Jérémie Rosselli, General Manager France de N26Dans l’univers des banques en ligne, N26 tire bien son épingle du jeu. Lancée en Allemagne il y a tout juste 3 ans, la néo-banque se lance à la conquête du marché anglo-saxon en 2018 avec un déploiement aux Etats-Unis et en Angleterre. Véritable pionnier dans le secteur de la banque mobile, N26 séduit de plus en plus les clients de toute l’Europe. Le General Manager France, Jérémie Rosselli, nous explique la recette d’un tel succès.

Quel était l’objectif de N26 lors de son lancement en 2015 ?
Dès le départ nous souhaitions être une banque du quotidien à l’échelle européenne. Et on peut dire que l’on a réussi ! Aujourd’hui, N26 permet de faire toutes les opérations de tous les jours : payer, effectuer des virements, recevoir de l’argent très simplement depuis son Smartphone. Nous sommes présents dans 17 pays en Europe et nous avons pour objectif de couvrir tout le spectre des produits bancaires, et même plus. En Allemagne, nous proposons déjà à nos clients des services de crédit, d’épargne, d’investissement et d’assurance. N26 est présent en France depuis seulement un an et compte déjà plus 200 000 clients dans l’Hexagone. Notre succès en 2017 prouve qu’il y a une vraie demande pour la banque mobile en France. Nous allons sensiblement accélérer cette année notre rythme d’innovation car nous voyons le potentiel d’attirer rapidement plus d’un million de clients dans l’hexagone.

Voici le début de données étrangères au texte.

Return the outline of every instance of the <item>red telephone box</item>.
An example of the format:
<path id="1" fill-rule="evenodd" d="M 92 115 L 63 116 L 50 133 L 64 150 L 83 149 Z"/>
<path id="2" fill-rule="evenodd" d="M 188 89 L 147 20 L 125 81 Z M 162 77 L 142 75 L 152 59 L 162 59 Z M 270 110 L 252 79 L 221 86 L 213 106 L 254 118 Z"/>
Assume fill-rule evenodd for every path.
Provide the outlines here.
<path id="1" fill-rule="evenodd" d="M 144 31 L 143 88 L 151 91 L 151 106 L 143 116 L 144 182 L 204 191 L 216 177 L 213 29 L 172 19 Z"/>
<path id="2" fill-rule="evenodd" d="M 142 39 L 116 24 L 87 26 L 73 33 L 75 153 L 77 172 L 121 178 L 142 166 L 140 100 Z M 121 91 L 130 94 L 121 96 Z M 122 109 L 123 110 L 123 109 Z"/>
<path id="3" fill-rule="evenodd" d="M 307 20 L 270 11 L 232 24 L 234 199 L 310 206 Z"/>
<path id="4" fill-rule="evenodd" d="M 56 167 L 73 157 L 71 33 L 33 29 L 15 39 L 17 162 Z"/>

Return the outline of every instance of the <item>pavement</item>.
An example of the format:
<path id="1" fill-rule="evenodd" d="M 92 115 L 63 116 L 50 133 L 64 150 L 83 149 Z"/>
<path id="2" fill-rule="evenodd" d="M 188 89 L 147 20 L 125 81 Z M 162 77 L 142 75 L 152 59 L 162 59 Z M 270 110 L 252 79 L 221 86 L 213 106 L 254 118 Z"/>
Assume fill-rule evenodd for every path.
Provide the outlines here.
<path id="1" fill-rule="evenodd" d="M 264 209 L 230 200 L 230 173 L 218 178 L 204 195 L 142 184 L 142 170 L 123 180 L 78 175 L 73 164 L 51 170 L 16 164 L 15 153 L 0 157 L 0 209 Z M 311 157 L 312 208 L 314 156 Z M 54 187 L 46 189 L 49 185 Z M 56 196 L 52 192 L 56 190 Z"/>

Qu’est-ce qui différencie N26 de ses concurrents ?
N26 est reconnue sur le marché pour son expérience utilisateur, simple tout en mettant à profit les technologies les plus récentes : virement immédiat sans besoin de rentrer ses coordonnées bancaires, blocage ou déblocage de la carte sur simple pression du pouce… Tout est fait pour que le client soit le plus à l’aise possible. Tout se fait en temps-réel : vous recevez la notification avant même que l’argent soit sorti du distributeur ou que le ticket de caisse soit imprimé. La transparence constitue notre deuxième argument de poids. Nous voulons que le client ait toutes les informations en main avant de prendre une décision : il connaît les coûts de chaque opération et de chaque transaction avant d’agir. Nous sommes très attachés à ces valeurs.  Enfin notre approche 100% numérique et paneuropéenne nous permet d’être ultra-compétitifs. Le compte de base avec sa carte de paiement est par exemple gratuit.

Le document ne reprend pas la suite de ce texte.